My recollection is that Stormy Daniels was paid off when Trump was President (or perhaps, when he was running) and it contravenes some clear rules about probity for those specific situations. In and of itself it may be a Storm in a teacup, but it serves to show a disregard for the norms, conventions and rules of governance surrounding the President, from a very early stage. If he'd do that, then, it makes it easier to persuade a court that he knowingly and intentionally did the other stuff, later.

He was a candidate at the time, and I understand what you are saying. The other side of this case is that if T***p is exonerated, or merely gets his hand slapped with a misdemeanor and fine, then it reenforces his martyr/victim/retribution messaging. It may even consolidate some support among the so-called faithful, and win over a few from the GOP center. These people obviously don't care much about norms, conventions, and so on.
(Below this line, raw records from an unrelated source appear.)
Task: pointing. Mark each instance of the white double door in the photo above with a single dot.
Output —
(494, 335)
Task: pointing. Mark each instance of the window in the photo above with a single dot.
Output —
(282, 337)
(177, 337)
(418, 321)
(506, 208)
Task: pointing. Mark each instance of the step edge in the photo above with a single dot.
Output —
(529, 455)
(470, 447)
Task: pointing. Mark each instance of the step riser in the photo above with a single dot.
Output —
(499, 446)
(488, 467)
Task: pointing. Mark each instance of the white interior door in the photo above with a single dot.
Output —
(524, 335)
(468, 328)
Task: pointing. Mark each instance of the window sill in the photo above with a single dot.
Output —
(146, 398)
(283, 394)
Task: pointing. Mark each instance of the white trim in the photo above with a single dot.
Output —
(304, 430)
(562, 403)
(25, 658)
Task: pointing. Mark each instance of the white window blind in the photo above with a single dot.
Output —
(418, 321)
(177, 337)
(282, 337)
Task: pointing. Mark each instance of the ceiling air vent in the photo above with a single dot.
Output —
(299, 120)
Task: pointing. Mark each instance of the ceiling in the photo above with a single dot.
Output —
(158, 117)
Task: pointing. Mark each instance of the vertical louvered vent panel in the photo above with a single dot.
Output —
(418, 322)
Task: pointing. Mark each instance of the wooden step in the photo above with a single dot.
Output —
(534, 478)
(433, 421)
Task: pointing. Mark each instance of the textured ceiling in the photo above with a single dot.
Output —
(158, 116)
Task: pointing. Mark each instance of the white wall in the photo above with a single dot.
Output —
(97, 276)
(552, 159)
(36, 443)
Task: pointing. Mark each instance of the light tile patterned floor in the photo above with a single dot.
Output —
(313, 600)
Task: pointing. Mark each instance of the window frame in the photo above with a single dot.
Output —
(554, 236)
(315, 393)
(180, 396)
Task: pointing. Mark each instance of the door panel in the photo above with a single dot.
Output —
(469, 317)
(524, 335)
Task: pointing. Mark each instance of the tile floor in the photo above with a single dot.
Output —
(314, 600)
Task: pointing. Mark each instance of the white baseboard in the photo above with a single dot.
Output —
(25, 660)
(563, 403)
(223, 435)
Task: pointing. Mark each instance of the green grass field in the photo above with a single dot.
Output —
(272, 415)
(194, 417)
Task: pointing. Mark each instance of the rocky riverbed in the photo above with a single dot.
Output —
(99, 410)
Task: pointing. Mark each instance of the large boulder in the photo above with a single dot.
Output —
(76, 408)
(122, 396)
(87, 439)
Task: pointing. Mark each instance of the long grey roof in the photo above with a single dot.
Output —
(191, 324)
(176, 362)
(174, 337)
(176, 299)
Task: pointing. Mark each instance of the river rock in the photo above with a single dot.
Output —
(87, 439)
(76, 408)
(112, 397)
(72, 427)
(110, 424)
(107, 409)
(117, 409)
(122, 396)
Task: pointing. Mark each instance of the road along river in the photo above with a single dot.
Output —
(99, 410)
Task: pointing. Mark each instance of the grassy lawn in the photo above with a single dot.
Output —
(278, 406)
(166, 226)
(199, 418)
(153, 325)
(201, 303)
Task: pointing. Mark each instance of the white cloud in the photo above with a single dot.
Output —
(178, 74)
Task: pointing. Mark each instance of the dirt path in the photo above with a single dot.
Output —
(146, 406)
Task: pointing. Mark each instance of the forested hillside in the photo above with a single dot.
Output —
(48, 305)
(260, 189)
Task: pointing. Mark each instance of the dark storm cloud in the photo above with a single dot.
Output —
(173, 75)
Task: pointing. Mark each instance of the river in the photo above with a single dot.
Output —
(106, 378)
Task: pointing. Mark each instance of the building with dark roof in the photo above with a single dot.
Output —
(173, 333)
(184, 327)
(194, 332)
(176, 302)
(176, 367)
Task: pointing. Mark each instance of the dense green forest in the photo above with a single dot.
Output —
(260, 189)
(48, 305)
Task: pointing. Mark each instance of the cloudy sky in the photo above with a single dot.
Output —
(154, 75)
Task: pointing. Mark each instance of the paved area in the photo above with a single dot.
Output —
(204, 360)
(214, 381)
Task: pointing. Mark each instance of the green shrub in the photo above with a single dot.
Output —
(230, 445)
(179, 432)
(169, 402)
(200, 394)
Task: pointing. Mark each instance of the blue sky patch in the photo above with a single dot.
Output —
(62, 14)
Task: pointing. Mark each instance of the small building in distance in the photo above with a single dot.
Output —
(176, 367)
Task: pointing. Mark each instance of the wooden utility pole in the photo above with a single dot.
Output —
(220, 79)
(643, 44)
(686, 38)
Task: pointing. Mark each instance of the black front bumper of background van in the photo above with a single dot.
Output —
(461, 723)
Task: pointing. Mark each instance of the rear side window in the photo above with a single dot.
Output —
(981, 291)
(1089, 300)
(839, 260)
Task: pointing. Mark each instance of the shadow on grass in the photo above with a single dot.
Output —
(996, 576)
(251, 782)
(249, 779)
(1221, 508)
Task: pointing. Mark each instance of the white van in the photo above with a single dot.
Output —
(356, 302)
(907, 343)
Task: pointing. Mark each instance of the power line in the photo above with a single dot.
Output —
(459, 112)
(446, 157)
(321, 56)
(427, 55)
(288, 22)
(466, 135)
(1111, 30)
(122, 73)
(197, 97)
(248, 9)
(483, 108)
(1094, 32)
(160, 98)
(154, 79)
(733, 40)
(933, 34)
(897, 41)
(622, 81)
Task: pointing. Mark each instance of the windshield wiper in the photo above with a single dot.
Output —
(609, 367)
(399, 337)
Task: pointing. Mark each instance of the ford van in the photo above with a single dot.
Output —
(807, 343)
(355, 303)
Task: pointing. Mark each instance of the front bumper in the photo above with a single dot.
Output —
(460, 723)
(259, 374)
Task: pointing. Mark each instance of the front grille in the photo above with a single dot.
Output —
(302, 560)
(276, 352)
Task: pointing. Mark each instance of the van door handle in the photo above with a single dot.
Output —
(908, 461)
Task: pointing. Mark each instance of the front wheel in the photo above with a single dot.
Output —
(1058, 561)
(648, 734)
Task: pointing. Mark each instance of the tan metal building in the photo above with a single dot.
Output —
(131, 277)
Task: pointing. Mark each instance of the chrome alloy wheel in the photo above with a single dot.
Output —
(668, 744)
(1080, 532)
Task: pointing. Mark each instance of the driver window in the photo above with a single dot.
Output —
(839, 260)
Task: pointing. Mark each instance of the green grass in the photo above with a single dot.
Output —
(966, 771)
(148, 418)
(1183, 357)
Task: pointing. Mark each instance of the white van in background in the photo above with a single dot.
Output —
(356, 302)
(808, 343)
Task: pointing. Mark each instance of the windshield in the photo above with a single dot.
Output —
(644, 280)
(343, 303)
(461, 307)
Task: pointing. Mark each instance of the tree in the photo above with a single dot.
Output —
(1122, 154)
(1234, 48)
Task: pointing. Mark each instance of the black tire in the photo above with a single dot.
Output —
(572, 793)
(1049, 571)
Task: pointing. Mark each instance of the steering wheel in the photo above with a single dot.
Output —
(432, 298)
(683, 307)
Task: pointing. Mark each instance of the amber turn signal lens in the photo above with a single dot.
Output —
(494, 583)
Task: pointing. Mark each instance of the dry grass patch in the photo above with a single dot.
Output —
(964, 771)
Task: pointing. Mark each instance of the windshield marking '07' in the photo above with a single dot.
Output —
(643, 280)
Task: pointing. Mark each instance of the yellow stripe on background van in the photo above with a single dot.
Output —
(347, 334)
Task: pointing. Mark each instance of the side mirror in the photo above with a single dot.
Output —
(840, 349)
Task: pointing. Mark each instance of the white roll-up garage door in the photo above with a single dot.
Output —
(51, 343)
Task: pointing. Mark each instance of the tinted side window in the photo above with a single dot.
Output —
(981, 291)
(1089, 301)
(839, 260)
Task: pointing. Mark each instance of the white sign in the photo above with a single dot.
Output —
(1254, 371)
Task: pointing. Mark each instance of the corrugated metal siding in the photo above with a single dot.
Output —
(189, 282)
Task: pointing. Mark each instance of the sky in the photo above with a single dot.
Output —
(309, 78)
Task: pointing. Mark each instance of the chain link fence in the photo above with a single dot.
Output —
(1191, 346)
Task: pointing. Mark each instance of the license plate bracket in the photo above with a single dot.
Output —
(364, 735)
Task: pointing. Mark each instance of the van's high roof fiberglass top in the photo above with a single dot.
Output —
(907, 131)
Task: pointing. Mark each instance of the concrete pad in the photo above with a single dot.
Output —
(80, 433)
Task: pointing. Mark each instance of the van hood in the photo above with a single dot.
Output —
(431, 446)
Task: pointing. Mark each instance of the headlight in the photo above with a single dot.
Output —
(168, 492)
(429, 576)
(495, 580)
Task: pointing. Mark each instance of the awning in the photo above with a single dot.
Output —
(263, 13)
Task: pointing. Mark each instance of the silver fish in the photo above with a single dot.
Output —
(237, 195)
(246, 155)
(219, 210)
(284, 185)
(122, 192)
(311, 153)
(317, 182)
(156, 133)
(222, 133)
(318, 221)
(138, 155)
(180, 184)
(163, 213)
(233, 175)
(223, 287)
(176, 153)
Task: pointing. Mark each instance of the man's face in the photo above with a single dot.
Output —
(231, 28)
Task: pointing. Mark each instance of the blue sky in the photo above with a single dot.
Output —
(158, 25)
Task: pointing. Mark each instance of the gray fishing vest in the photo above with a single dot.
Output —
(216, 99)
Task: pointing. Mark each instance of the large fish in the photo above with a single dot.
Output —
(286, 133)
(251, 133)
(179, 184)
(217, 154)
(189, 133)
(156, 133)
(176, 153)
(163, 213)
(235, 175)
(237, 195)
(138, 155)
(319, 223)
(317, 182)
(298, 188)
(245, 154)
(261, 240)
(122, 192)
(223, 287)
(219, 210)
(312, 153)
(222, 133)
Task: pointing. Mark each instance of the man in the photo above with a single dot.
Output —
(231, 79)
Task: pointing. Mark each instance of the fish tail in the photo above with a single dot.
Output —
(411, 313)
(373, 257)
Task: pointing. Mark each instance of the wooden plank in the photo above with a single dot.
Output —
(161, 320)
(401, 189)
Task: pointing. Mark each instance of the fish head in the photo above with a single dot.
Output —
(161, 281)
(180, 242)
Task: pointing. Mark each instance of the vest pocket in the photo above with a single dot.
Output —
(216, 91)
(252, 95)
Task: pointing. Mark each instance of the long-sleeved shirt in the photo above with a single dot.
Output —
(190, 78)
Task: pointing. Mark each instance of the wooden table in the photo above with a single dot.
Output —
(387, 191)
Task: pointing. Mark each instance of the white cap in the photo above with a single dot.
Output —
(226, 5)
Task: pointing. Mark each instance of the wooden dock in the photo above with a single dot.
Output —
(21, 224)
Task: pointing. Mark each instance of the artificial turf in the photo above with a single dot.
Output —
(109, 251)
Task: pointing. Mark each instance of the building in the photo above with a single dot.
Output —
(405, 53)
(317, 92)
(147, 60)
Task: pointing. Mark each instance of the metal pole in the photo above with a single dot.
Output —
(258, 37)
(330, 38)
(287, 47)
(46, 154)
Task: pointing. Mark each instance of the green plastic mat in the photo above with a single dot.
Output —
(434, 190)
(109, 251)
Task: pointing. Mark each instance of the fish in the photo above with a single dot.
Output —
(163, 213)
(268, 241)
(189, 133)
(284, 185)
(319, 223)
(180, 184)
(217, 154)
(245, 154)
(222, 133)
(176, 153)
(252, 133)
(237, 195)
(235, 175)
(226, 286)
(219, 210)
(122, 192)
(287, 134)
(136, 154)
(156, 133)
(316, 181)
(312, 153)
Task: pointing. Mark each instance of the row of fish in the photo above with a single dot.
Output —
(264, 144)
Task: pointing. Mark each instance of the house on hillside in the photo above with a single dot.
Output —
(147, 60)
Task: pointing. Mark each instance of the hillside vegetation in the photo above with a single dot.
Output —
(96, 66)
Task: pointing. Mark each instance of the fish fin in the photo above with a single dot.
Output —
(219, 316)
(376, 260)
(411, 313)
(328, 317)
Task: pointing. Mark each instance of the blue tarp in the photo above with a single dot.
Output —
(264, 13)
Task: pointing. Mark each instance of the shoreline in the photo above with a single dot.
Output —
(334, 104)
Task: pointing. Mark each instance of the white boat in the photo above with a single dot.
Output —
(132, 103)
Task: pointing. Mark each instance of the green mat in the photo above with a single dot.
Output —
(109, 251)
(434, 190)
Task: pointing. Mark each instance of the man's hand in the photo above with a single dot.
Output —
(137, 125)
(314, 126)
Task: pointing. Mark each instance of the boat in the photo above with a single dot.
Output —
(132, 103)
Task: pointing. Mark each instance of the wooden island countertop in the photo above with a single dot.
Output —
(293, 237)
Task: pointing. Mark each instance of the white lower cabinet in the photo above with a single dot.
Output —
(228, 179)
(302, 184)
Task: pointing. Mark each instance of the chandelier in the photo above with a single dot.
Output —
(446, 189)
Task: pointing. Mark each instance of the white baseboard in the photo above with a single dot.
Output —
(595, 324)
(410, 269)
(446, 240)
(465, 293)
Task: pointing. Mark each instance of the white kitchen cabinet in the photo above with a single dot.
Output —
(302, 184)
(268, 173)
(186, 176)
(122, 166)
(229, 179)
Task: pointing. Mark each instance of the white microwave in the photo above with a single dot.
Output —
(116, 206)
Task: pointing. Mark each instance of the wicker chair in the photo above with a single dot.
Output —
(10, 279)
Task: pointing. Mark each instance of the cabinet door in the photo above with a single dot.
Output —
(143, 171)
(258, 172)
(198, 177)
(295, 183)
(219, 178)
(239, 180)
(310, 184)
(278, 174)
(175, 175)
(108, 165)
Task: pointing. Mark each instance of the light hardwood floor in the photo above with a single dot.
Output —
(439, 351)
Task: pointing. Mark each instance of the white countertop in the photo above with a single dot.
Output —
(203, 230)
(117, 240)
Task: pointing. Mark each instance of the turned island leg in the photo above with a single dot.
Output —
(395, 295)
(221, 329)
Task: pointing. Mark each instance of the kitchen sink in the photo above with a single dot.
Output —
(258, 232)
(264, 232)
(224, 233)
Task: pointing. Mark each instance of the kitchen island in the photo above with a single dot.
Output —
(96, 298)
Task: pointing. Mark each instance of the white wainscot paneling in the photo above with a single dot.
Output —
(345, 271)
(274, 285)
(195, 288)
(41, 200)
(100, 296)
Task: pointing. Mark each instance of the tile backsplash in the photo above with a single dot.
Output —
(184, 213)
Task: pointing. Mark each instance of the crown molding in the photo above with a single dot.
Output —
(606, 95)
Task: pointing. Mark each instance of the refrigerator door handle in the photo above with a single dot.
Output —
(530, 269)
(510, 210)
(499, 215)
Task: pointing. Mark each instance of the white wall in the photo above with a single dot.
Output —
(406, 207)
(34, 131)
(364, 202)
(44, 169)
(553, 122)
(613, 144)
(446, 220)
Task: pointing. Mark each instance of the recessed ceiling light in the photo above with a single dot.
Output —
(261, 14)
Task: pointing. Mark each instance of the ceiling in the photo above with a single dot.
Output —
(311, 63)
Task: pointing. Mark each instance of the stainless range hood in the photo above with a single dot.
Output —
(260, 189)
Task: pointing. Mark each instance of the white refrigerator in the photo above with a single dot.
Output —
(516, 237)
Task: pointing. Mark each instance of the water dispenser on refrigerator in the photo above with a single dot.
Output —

The path to promoting the NY misdemeanor to a felony is not straight forward at all and, thinking about it, I really don't believe it will have much of an effect on the other cases, regardless of when/if it proceeds, but we'll see. Not saying it isn't worth pursuing, but I wish it wasn't going first. In my head, I keep hearing "If you are going to shoot the dictator, you better not miss". The Georgia case has more to it, and a much better chance of success IMO.
 
I don't understand how legally the New York hush money case adds up to much more than a misdemeanor. It is convoluted, and I am a bit surprised the DA appears to be moving forward.

As I understand it there are two misdemeanors -- one on falsifying business records and one on using those false records to break NY election laws -- and by combining them you get a much more serious felony charge. However, I do agree that it seems complicated and on that I have a theory!

If you remember originally Trump was being investigated in NY by Cyrus Vance Jr. and he was dragging his feet on an indictment and there were lots of dark mumblings about why that might be. Then Vance chose not to re-run and Alvin Bragg won. This was considered a good thing for bring Trump to justice because Bragg had a history of prosecuting Trump numerous times during his career working in the state attorney general's office. And because Bragg was the first African American to become DA and had run on a platform of holding the powerful to account and stopping the long standing practice of clamping down hard on low level crime. At least that was the story in his campaign.

Except that then Bragg promptly dropped the case against Trump just as indictments seemed imminent and the two hot shot prosecutors who had been running that case resigned in disgust. This was especially mysterious as this case was about fraud and the like from lying about property valuations on insurance policies and looked if not open-and-shut than at least a lot more doable than the current case. Bragg then got a load of grief over this and all the stuff from his campaign where he was attacked from the left of Democratic / New York politics came back up.

So my theory is that he has switched to the more tenuous Stormy Daniels case and it's mangled two misdemeanor framing because he had made a mistake in dropping the previous case. A cynic might also note that in dropping the original Trump case there was lots of talk of this making Bragg a one term NY DA.